Cette explication n’a pas satisfait les défenseurs communautaires comme Sarah Campbell, qui coordonne la Coalition pour les soins de santé de l’est de l’Î.-P.-É. « S’il y a des informations sensibles, caviardez-les. Mais ne retenez pas des rapports entiers qui pourraient aider les communautés à comprendre pourquoi leur salle d’urgence locale continue de fermer la nuit. »
La coalition de Campbell représente plusieurs communautés rurales où les services de santé ont connu des interruptions périodiques au cours de la dernière année. « Quand votre enfant a une forte fièvre à 2 heures du matin et que vous devez conduire une heure pour atteindre une salle d’urgence ouverte, vous méritez de savoir pourquoi les ressources ne sont pas disponibles plus près de chez vous. »
Le bureau du premier ministre Dennis King a refusé de commenter spécifiquement la controverse, renvoyant les questions à Santé Î.-P.-É. Ce silence du bureau du premier ministre n’a fait qu’amplifier les critiques des partis d’opposition.
« Le premier ministre ne peut pas se cacher derrière l’indépendance de Santé Î.-P.-É. quand ça l’arrange, » a déclaré hier le critique libéral en matière de santé, Gord McNeilly, à la radio de Radio-Canada. « Son gouvernement donne le ton en matière de transparence dans toutes les sociétés d’État. »
Pour de nombreux observateurs, cette controverse représente plus qu’un incident isolé.

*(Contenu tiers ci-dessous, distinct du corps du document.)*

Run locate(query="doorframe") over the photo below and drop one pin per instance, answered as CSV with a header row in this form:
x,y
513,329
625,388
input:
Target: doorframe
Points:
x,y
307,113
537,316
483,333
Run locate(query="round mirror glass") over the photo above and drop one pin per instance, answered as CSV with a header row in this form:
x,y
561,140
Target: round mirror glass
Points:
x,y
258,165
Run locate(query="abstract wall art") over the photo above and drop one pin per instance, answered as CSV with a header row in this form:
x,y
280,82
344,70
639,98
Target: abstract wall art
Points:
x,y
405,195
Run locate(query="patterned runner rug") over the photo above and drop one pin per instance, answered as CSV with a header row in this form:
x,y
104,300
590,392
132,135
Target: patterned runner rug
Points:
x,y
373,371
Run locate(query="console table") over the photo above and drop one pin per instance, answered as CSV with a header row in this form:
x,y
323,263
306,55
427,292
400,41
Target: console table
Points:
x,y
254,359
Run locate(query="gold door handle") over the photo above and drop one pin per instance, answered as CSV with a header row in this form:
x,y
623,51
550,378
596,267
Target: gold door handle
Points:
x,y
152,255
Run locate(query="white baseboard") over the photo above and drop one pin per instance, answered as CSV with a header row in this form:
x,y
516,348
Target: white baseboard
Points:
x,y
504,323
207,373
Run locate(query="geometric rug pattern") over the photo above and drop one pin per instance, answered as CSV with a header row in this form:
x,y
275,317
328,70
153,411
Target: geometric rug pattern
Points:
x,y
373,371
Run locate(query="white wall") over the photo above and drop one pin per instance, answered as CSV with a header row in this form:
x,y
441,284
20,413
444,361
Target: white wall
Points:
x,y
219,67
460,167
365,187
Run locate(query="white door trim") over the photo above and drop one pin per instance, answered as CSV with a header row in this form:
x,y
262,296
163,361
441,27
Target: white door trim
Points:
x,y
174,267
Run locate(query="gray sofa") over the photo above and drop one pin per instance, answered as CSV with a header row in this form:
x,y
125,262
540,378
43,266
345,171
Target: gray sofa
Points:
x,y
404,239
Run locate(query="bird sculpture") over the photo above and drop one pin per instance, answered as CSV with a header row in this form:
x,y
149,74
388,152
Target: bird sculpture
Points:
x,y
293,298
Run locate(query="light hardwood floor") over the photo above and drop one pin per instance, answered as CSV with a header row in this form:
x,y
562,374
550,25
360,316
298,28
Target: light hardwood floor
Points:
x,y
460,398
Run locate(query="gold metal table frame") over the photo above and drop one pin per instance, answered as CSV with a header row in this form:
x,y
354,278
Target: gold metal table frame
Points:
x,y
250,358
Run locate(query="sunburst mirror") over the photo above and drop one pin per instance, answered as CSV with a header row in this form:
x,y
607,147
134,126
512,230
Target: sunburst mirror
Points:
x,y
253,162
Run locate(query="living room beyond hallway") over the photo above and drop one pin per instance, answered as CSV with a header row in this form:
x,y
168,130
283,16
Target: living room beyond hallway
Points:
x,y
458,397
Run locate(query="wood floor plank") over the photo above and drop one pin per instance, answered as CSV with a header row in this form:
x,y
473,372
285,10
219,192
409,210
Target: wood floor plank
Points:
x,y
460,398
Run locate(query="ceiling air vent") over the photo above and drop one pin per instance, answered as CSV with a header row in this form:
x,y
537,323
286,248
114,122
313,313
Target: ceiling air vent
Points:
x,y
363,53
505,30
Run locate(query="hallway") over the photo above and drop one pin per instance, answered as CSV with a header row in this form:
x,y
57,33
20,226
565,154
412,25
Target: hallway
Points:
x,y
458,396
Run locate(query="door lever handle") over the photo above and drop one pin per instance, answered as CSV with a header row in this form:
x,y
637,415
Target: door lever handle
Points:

Elle reflète les tensions croissantes entre les processus institutionnels et les attentes du public à une époque où les citoyens exigent de plus en plus de transparence des institutions publiques.
À la Clinique médicale de l’Île à Summerside, la Dre Lynn Hennessey constate quotidiennement le coût humain de ces problèmes structurels. « Les patients arrivent frustrés non seulement par les temps d’attente, mais par le sentiment qu’on les laisse dans l’ignorance. Quand nous ne pouvons pas expliquer pourquoi certains services ne sont pas disponibles, cela érode la confiance dans l’ensemble du système. »
Lors de notre conversation dans son bureau entre deux rendez-vous, la Dre Hennessey a pointé du doigt une pile d’aiguillages en attente de soins spécialisés. « Derrière chacun de ces papiers se trouve un Insulaire qui souffre, se demandant pourquoi il ne peut pas accéder à des soins en temps opportun. Si ces rapports contiennent des solutions, tout le monde mérite de les voir. »
Le Parti Vert a officiellement demandé au Comité permanent de la santé et du développement social d’enquêter sur cette affaire. MacFarlane a également appelé à la publication immédiate de tous les rapports de soins de santé financés par les fonds publics, avec des caviardages appropriés pour les informations véritablement sensibles.
Alors que la controverse se déroule, une chose reste claire : dans une province où les soins de santé sont systématiquement classés comme la préoccupation principale des électeurs, les questions de transparence et de responsabilité ne disparaîtront pas de sitôt. Pour les Insulaires qui luttent pour naviguer dans un système surchargé, l’information n’est pas seulement un pouvoir – c’est une tranquillité d’esprit.